TELSTRA will learn on Thursday whether it is allowed to proceed with plans to turn a small Adelaide-based internet provider into its own Jetstar-like national broadband provider.
Telstra announced plans to buy Adam Internet for about $55 million in late October, but is still waiting for clearance from the competition watchdog.
There are concerns the deal will lessen competition in South Australia and that there are insufficient controls to stop Telstra giving Adam more favourable wholesale prices than other competitors.
Optus, iiNet and business telco Macquarie Telecom have all expressed concerns Adam Internet could undercut their prices if Telstra gives it cheaper access to the copper network.
The chief regulatory officer at iiNet, Steve Dalby, said its main concern was that Telstra would be able to offer "sweetheart deals" to Adam and at the same time absorb all its marketing costs.

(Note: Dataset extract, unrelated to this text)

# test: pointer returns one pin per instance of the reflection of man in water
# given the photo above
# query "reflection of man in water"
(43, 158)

"That's something no other telco can do and it's something that if approved could set a precedent for other takeovers," Mr Dalby said in October.
The Australian Competition and Consumer Commission has also raised concerns about this. "Adam Internet relies on Telstra Wholesale [to serve consumers], so you do not want [Adam] getting more favourable terms than other Telstra Wholesale customers," ACCC chairman Rod Sims said.
"We have got to make sure, that in [Telstra] having their wholly owned subsidiary, which was not envisaged with the structural separation undertaking, that there is some mechanism to make sure that Telstra cannot favour Adam Internet."
The problem is Telstra announced the purchase several months after the competition regulator finished writing new competition rules for Telstra, known as the structural separation undertaking. For the first time Telstra is forbidden from giving its own retail division cheaper wholesale access to consumers' phone lines than Telstra's competitors can get. However, the rules did not consider what would happen with a wholly owned subsidiary.
The other concern is competition in the fixed-line communications market in South Australia. Telstra supplies between 41 per cent and 47 per cent of broadband customers. Adam has fewer than 100,000 residential, business and government customers nationally, but has up to 20 per cent of the broadband market in SA and up to 25 per cent in Adelaide.
This means Telstra would have at least a 60 per cent market share in SA and close to 70 per cent in Adelaide.
Another independent Adelaide-based broadband provider, Internode, was bought by iiNet a year ago.